Department of Computer Science, Brown University, Providence, RI, USA.
Department of Computer Science, Princeton University, Princeton, NJ, USA.
Bioinformatics. 2017 Jul 15;33(14):i152-i160. doi: 10.1093/bioinformatics/btx270.
A tumor arises from an evolutionary process that can be modeled as a phylogenetic tree. However, reconstructing this tree is challenging as most cancer sequencing uses bulk tumor tissue containing heterogeneous mixtures of cells.
We introduce P robabilistic A lgorithm for S omatic Tr ee I nference (PASTRI), a new algorithm for bulk-tumor sequencing data that clusters somatic mutations into clones and infers a phylogenetic tree that describes the evolutionary history of the tumor. PASTRI uses an importance sampling algorithm that combines a probabilistic model of DNA sequencing data with a enumeration algorithm based on the combinatorial constraints defined by the underlying phylogenetic tree. As a result, tree inference is fast, accurate and robust to noise. We demonstrate on simulated data that PASTRI outperforms other cancer phylogeny algorithms in terms of runtime and accuracy.

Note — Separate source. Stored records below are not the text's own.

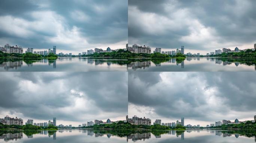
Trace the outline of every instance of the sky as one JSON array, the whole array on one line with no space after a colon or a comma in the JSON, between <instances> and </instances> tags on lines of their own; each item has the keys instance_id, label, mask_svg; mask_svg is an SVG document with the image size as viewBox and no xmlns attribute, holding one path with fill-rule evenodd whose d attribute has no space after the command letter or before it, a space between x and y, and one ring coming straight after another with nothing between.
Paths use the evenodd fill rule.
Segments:
<instances>
[{"instance_id":1,"label":"sky","mask_svg":"<svg viewBox=\"0 0 256 143\"><path fill-rule=\"evenodd\" d=\"M206 126L253 120L256 77L250 72L131 72L128 114L162 123Z\"/></svg>"},{"instance_id":2,"label":"sky","mask_svg":"<svg viewBox=\"0 0 256 143\"><path fill-rule=\"evenodd\" d=\"M2 0L0 45L34 51L57 46L78 54L95 48L125 48L127 0Z\"/></svg>"},{"instance_id":3,"label":"sky","mask_svg":"<svg viewBox=\"0 0 256 143\"><path fill-rule=\"evenodd\" d=\"M94 120L125 120L125 72L1 72L0 118L6 115L78 126Z\"/></svg>"},{"instance_id":4,"label":"sky","mask_svg":"<svg viewBox=\"0 0 256 143\"><path fill-rule=\"evenodd\" d=\"M192 54L254 48L254 0L128 0L128 42Z\"/></svg>"}]
</instances>

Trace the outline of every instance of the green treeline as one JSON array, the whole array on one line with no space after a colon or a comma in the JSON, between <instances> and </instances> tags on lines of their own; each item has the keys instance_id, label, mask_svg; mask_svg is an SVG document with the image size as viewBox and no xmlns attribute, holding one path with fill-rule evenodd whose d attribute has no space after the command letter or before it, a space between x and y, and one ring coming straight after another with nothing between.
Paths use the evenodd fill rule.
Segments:
<instances>
[{"instance_id":1,"label":"green treeline","mask_svg":"<svg viewBox=\"0 0 256 143\"><path fill-rule=\"evenodd\" d=\"M82 57L111 57L114 58L135 58L142 57L146 58L168 58L171 57L179 57L180 58L185 58L186 56L180 53L178 53L176 55L172 57L165 54L162 54L158 53L153 54L132 53L128 50L125 51L123 49L120 49L118 51L113 51L110 53L94 53L89 55L83 55Z\"/></svg>"},{"instance_id":2,"label":"green treeline","mask_svg":"<svg viewBox=\"0 0 256 143\"><path fill-rule=\"evenodd\" d=\"M256 123L253 123L251 121L248 121L246 123L240 123L238 124L229 124L228 125L222 125L216 127L212 127L212 128L221 128L222 129L240 129L243 130L256 130Z\"/></svg>"},{"instance_id":3,"label":"green treeline","mask_svg":"<svg viewBox=\"0 0 256 143\"><path fill-rule=\"evenodd\" d=\"M240 57L243 58L256 58L256 50L252 51L247 49L246 51L238 53L228 53L215 55L211 55L210 57Z\"/></svg>"},{"instance_id":4,"label":"green treeline","mask_svg":"<svg viewBox=\"0 0 256 143\"><path fill-rule=\"evenodd\" d=\"M18 53L7 53L0 51L0 57L15 57L17 58L37 58L42 57L47 57L48 58L56 58L58 57L57 55L53 53L50 53L47 55L41 55L39 54L33 54L32 53L27 53L22 54Z\"/></svg>"},{"instance_id":5,"label":"green treeline","mask_svg":"<svg viewBox=\"0 0 256 143\"><path fill-rule=\"evenodd\" d=\"M186 127L179 125L173 128L171 127L156 124L151 125L132 125L128 123L125 123L123 121L120 121L118 123L113 123L111 124L101 124L100 125L94 125L83 127L84 128L93 128L94 129L144 129L149 130L171 130L180 129L185 130Z\"/></svg>"},{"instance_id":6,"label":"green treeline","mask_svg":"<svg viewBox=\"0 0 256 143\"><path fill-rule=\"evenodd\" d=\"M30 124L23 125L4 125L1 123L0 123L0 129L12 130L13 129L24 130L57 130L58 129L58 127L52 125L50 125L48 126L48 127L40 127Z\"/></svg>"}]
</instances>

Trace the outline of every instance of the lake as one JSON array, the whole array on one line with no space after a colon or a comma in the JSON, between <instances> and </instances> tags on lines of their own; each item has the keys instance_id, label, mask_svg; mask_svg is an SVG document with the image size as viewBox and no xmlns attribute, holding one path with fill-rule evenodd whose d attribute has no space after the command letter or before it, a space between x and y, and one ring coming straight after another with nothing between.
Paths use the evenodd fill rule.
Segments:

On real data from a chronic lymphocytic leukemia (CLL) patient, we show that a simple linear phylogeny better explains the data the complex branching phylogeny that was previously reported. PASTRI provides a robust approach for phylogenetic tree inference from mixed samples.
Software is available at compbio.cs.brown.edu/software.
Supplementary data are available at Bioinformatics online.
肿瘤起源于进化过程,可以将其建模为系统发育树。然而,由于大多数癌症测序使用包含异质细胞混合物的肿瘤组织进行批量测序,因此重建该树具有挑战性。
我们引入了用于批量肿瘤测序数据的概率算法,即体细胞树推断 (PASTRI),它将体细胞突变聚类到克隆中,并推断出描述肿瘤进化历史的系统发育树。PASTRI 使用一种重要性抽样算法,该算法将 DNA 测序数据的概率模型与基于基础系统发育树定义的组合约束的枚举算法相结合。因此,树推断速度快、准确且对噪声具有鲁棒性。我们在模拟数据上证明,PASTRI 在运行时间和准确性方面优于其他癌症系统发育算法。在来自慢性淋巴细胞白血病 (CLL) 患者的真实数据上,我们表明简单的线性系统发育更好地解释了数据,而之前报道的复杂分支系统发育则较差。PASTRI 为从混合样本中推断系统发育树提供了一种稳健的方法。
软件可在 compbio.cs.brown.edu/software 获得。
补充数据可在 Bioinformatics 在线获得。